Last week legislators in Washington introduced bills that would create a water commission, which would assume the Department of Ecology's water resources management functions and terminate the department's Water Resources Program, according to a press release from the Columbia-Snake River Irrigators Association.
In particular, House Bill 1296 and Senate Bill 5210 would transfer the existing administrative and regulatory powers of the Department of Ecology Water Resources Program to a new Washington State Water Commission, which would consist of seven members with three each elected from west and east of the Cascades and one member appointed by the governor.
Since 2000, Ecology's Water Resources Program has grown by nearly 50 percent in size in employees or FTEs.
Given the state's current budget shortfall and sluggish economy, key political leaders in Washington have been calling for the state to streamline programs and reduce spending. For example, Gov. Christine Gregoire recently stated that "We must not only cut, we must restructure, modernize, prioritize, and position our state as a 21st century government. It's not just about this crisis ─ it's about setting our state on a trajectory that ensures a strong financial foundation for our kids and grandkids ... I know change is hard, but this crisis is our force for change ... Families, businesses and non-profits across this state have been forced to change to survive. We must do the same."
The bills would reduce staff from the current 150 FTEs in Ecology's Water Resources Program to fewer than 100 FTEs at the Water Commission, according to the Columbia-Snake River Irrigators Association. Additionally, it would reduce the number of Water Resources Program offices from five to two under the Water Commission.
"The governor has said she wants to transform state government, so here's a great opportunity to turn words into action," said Rep.
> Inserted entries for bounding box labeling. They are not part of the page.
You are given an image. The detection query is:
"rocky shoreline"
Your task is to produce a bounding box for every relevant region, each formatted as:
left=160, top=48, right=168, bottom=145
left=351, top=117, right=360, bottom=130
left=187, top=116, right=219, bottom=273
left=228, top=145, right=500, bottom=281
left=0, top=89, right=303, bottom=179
Bill Hinkle (R-Cle Elum), who is the prime sponsor of HB 1296. "Not only could we reduce the size of state government, we could provide more accountability and certainty for decisions involving water."
The Columbia-Snake River Irrigators Association promotes water conservation and water efficiency in the Pacific Northwest. Its membership includes row crop, vineyard, orchard and livestock operations and irrigates about 250,000 acres of prime agricultural lands in Washington state and primarily consists of operations along the Columbia-Snake River system, relying almost exclusively on private investment to build and operate highly efficient, state-of-the-art river pump stations and water distribution systems. Many municipalities and port districts are members.